RE: RE: Re: Is Basque IE?
> AsI told before, gizon is a straightforward loanword from Celtic (Gaulish) *gdonjo- 'man', so there's no place here for on 'good'.
>Like Gianfranco, you ignore what your simplistic theory cannot explain, namely the combining form _giza-_.
>Simple. First, Basque gizon drops the final nasal, giving **gizo-, whose combinatory variant is regularly giza- (most nouns in -o and -e have combinatory variants in -a).
Positing a compound from an extraterrestial *giza- and on 'good' does no good. Please notice this has nothing to do with the origin of the latter, which I agree it can't be Latin bonu-.
However, there're some reare cases of Basque /r/ arising from gemination of /R/, as in larre 'meadow; heath; uncultivated land, desert', a loanword from Celtic (Gaulish) *landa: 'heath, moor' > *lanna > larra > larre.
>That is, the shift /nn/ > /RR/ happened in Paleo-Basque.
But _landa_ 'campo, pieza de terreno' occurs widely in Basque (Bisc., Guip., Aezc., Lab., High & Low Nav., Ronc.) and appears to continue Gaul. *landa: directly.

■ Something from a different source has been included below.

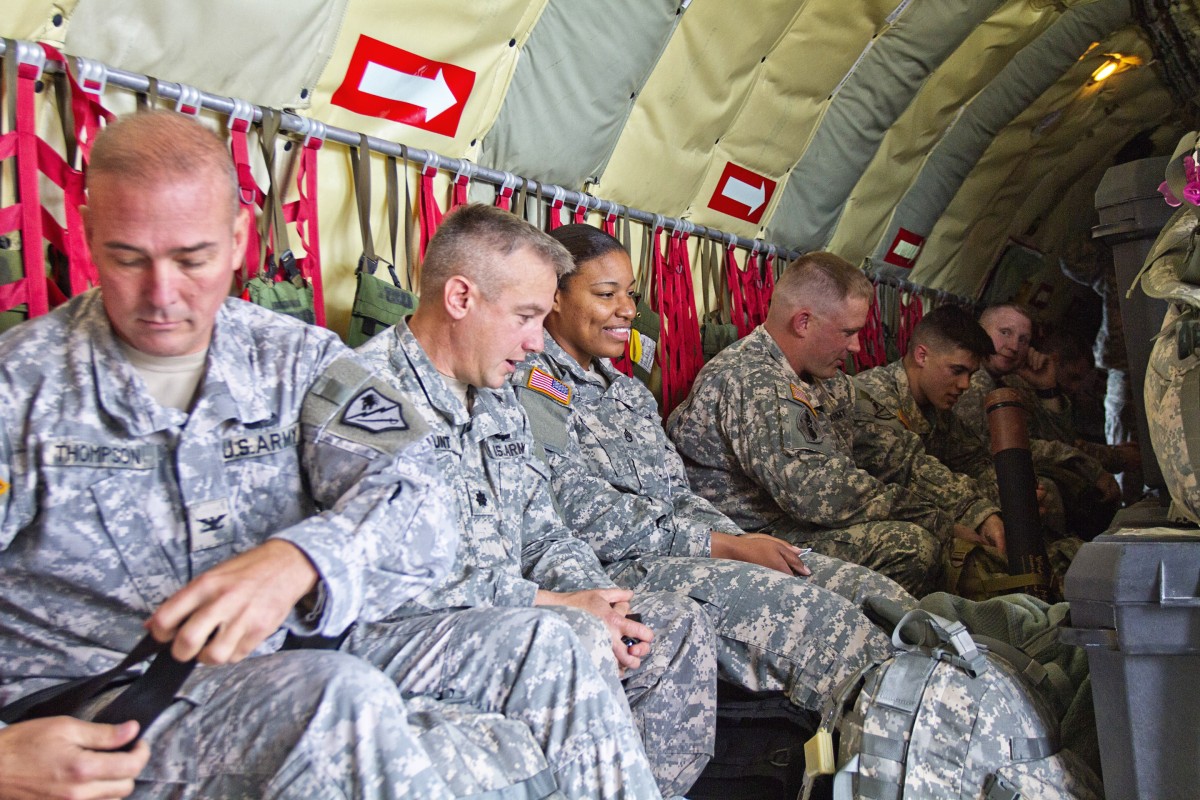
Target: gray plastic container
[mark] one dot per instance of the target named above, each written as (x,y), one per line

>I think this is from a different Celtic word *landa: '(enclosed) field, plot of land', homonymous to Gaulish *landa: 'heath', Cornish lan, Breton lann 'heath, steppe', which would require a Celtic protoform *Flanda: (cfr. Gascon branda, brana 'heath'). Unfortunately, Celtic specialists conflated both.
> Moreover a Late Gaul. *lanna would have given Bq. *lana, since Latin _anno:na_ gives Bq. _anoa_.Actually, nn > n isn't a Paleo-Basque but a Vasco-Romance development shared by Gascon, where we find lana.